Wanneer genen tot expressie worden gebracht in eiwitten, wordt DNA eerst getranscribeerd in boodschapper-RNA (mRNA), dat vervolgens wordt vertaald door transfer-RNA (tRNA) in een groeiende keten van aminozuren die een polypeptide wordt genoemd. Polypeptiden worden vervolgens verwerkt en gevouwen tot functionele eiwitten. De complexe stappen van translatie vereisen veel verschillende vormen van tRNA om tegemoet te komen aan de vele variaties in de genetische code.
Nucleotiden
Er zijn vier nucleotiden in DNA: adenine, guanine, cytosine en thymine. Deze nucleotiden, ook wel basen genoemd, zijn gerangschikt in sets van drie die codons worden genoemd. Omdat er vier aminozuren zijn die elk van de drie basen in een codon kunnen omvatten, zijn er 4 ^ 3 = 64 mogelijke codons.
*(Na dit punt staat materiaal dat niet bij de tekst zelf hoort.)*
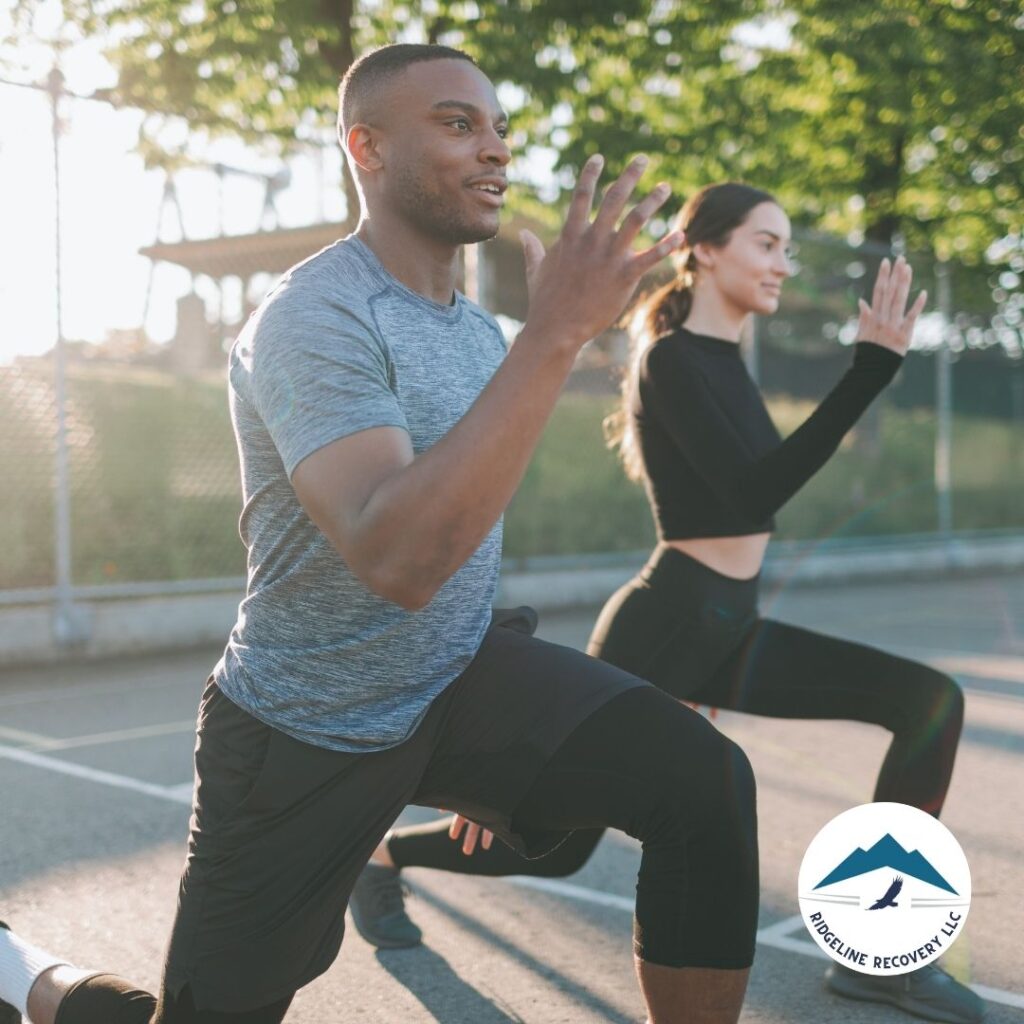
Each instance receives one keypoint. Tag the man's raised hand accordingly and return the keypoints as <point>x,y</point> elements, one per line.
<point>581,285</point>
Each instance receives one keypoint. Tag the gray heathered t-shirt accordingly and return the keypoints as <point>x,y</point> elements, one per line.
<point>340,346</point>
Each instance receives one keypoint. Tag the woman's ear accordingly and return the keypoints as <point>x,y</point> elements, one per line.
<point>704,256</point>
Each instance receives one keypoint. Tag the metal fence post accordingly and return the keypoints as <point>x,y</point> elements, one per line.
<point>67,627</point>
<point>943,403</point>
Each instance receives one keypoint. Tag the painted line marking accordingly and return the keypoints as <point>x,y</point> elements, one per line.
<point>81,690</point>
<point>773,936</point>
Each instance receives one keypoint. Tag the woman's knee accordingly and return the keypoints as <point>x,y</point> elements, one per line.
<point>935,700</point>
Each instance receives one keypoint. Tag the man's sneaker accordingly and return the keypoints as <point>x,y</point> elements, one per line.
<point>378,906</point>
<point>8,1015</point>
<point>928,992</point>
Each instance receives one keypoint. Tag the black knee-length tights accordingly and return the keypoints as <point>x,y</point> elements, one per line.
<point>697,635</point>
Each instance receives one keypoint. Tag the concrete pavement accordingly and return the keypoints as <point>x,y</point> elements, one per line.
<point>94,780</point>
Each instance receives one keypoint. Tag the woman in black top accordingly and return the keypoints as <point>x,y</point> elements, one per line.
<point>693,428</point>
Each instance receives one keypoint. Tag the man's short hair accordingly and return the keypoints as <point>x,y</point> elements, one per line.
<point>368,74</point>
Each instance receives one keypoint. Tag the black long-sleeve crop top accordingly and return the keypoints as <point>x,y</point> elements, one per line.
<point>714,463</point>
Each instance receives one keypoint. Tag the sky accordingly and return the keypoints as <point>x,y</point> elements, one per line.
<point>110,206</point>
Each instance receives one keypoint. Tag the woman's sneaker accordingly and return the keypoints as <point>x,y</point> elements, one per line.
<point>378,905</point>
<point>8,1015</point>
<point>928,992</point>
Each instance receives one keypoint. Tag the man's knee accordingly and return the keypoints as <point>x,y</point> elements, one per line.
<point>107,998</point>
<point>710,795</point>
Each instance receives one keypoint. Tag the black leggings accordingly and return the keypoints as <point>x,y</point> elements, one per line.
<point>696,635</point>
<point>629,766</point>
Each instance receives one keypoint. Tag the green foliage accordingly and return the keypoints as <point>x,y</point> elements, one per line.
<point>898,115</point>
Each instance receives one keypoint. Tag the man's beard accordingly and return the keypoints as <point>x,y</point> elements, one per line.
<point>437,215</point>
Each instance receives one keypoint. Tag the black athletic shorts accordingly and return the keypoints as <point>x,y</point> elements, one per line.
<point>281,829</point>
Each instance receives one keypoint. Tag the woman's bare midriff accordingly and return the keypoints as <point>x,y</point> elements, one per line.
<point>739,557</point>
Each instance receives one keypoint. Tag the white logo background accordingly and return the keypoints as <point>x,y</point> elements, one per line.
<point>920,923</point>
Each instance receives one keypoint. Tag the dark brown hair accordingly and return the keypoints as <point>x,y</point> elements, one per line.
<point>367,74</point>
<point>709,216</point>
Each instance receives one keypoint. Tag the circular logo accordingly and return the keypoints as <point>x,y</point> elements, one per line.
<point>885,889</point>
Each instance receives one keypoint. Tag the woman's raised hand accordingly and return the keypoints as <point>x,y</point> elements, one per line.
<point>887,321</point>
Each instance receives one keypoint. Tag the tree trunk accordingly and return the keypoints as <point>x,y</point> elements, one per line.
<point>339,56</point>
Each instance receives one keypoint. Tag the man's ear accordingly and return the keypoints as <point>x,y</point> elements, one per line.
<point>364,146</point>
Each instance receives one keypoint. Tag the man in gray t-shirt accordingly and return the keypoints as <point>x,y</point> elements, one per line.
<point>341,346</point>
<point>382,430</point>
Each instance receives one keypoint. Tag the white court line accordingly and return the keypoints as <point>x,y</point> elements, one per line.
<point>81,690</point>
<point>774,936</point>
<point>174,794</point>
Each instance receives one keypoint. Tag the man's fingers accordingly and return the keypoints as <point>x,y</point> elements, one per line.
<point>617,195</point>
<point>642,262</point>
<point>469,843</point>
<point>583,196</point>
<point>532,251</point>
<point>641,213</point>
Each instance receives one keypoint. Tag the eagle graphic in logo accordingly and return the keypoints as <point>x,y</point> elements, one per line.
<point>890,897</point>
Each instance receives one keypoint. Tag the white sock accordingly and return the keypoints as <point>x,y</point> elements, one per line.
<point>20,965</point>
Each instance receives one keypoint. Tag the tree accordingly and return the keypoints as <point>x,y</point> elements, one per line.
<point>895,116</point>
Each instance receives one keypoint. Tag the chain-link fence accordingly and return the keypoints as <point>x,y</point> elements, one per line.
<point>121,470</point>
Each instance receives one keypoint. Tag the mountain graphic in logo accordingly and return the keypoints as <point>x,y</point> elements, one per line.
<point>886,853</point>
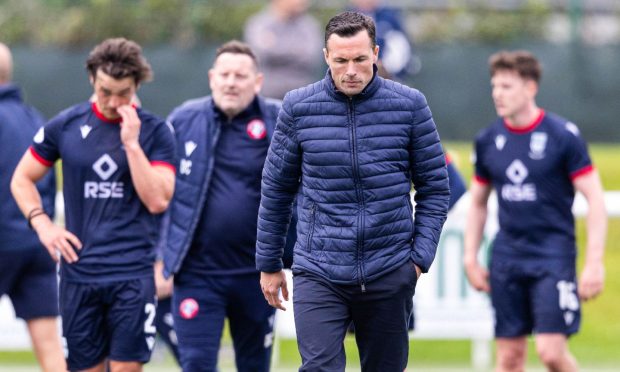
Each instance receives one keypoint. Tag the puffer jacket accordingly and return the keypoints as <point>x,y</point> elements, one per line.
<point>356,159</point>
<point>197,133</point>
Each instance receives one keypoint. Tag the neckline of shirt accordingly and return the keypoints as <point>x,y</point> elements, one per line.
<point>528,128</point>
<point>102,117</point>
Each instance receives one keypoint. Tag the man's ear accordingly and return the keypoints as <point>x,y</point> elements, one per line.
<point>532,87</point>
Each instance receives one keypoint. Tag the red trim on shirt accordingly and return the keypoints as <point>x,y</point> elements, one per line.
<point>40,159</point>
<point>528,128</point>
<point>481,180</point>
<point>101,116</point>
<point>159,163</point>
<point>581,172</point>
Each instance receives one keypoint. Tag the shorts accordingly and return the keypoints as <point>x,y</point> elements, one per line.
<point>29,278</point>
<point>114,320</point>
<point>534,298</point>
<point>200,305</point>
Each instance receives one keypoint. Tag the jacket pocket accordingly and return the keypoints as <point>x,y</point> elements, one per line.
<point>311,227</point>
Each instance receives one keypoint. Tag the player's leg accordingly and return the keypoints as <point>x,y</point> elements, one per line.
<point>116,366</point>
<point>165,326</point>
<point>513,315</point>
<point>557,314</point>
<point>381,315</point>
<point>251,323</point>
<point>511,354</point>
<point>35,298</point>
<point>199,310</point>
<point>321,319</point>
<point>83,328</point>
<point>131,323</point>
<point>553,351</point>
<point>46,343</point>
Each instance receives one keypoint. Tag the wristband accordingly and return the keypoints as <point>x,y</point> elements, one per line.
<point>34,213</point>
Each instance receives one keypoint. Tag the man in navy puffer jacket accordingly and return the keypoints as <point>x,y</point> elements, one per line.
<point>356,142</point>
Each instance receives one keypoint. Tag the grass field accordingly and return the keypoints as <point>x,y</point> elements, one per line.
<point>596,347</point>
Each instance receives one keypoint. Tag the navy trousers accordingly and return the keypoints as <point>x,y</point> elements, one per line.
<point>324,310</point>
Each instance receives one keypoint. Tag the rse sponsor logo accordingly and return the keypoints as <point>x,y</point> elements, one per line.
<point>526,192</point>
<point>105,168</point>
<point>517,173</point>
<point>103,190</point>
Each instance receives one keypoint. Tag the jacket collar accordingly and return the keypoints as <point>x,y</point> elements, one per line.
<point>366,93</point>
<point>10,91</point>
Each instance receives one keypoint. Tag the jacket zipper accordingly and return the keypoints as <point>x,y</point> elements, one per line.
<point>203,196</point>
<point>312,222</point>
<point>360,199</point>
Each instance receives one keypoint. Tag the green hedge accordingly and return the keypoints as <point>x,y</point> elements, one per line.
<point>185,23</point>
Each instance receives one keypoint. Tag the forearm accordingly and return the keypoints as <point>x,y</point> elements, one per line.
<point>154,188</point>
<point>474,230</point>
<point>596,226</point>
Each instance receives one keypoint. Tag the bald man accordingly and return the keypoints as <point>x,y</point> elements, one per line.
<point>28,274</point>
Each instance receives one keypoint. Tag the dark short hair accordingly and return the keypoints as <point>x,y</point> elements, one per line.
<point>237,47</point>
<point>350,23</point>
<point>522,62</point>
<point>119,58</point>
Sommige codons coderen voor hetzelfde aminozuur, en dus is het werkelijke aantal benodigde tRNA-moleculen minder dan 64. Deze redundantie in de genetische code wordt 'wobble' genoemd.
Aminozuren
Elk codon codeert voor één aminozuur. Het is de functie van tRNA-moleculen om de genetische code van basen in aminozuren te vertalen. De tRNA-moleculen bereiken dit door te binden aan een codon aan het ene uiteinde van het tRNA en een aminozuur aan het andere uiteinde. Om deze reden is er een verscheidenheid aan tRNA-moleculen nodig om niet alleen de verscheidenheid aan codons, maar ook de verschillende soorten aminozuren in het lichaam te accommoderen. Mensen gebruiken doorgaans 20 verschillende aminozuren.
Stop codons
Terwijl de meeste codons coderen voor een aminozuur, veroorzaken drie specifieke codons het einde van de polypeptidesynthese in plaats van te coderen voor het volgende aminozuur in het groeiende eiwit. Er zijn drie van dergelijke codons, stopcodons genaamd: UAA, UAG en UGA. Dus, naast dat het tRNA-moleculen nodig heeft om te paren met elk aminozuur, heeft een organisme andere tRNA-moleculen nodig om te paren met de stopcodons.
Niet-standaard aminozuren
Naast de 20 standaard aminozuren gebruiken sommige organismen extra aminozuren. Het selenocysteïne-tRNA heeft bijvoorbeeld een iets andere structuur dan andere tRNA's. Selenocysteïne-tRNA paren aanvankelijk met serine, dat vervolgens wordt omgezet in selenocysteïne. Interessant is dat UGA (een van de stopcodons) codeert voor selenocysteïne en daarom zijn hulpmoleculen nodig om te voorkomen dat de eiwitsynthese stopt wanneer de translatiemachinerie van de cel de selenocysteïne bereikt codon.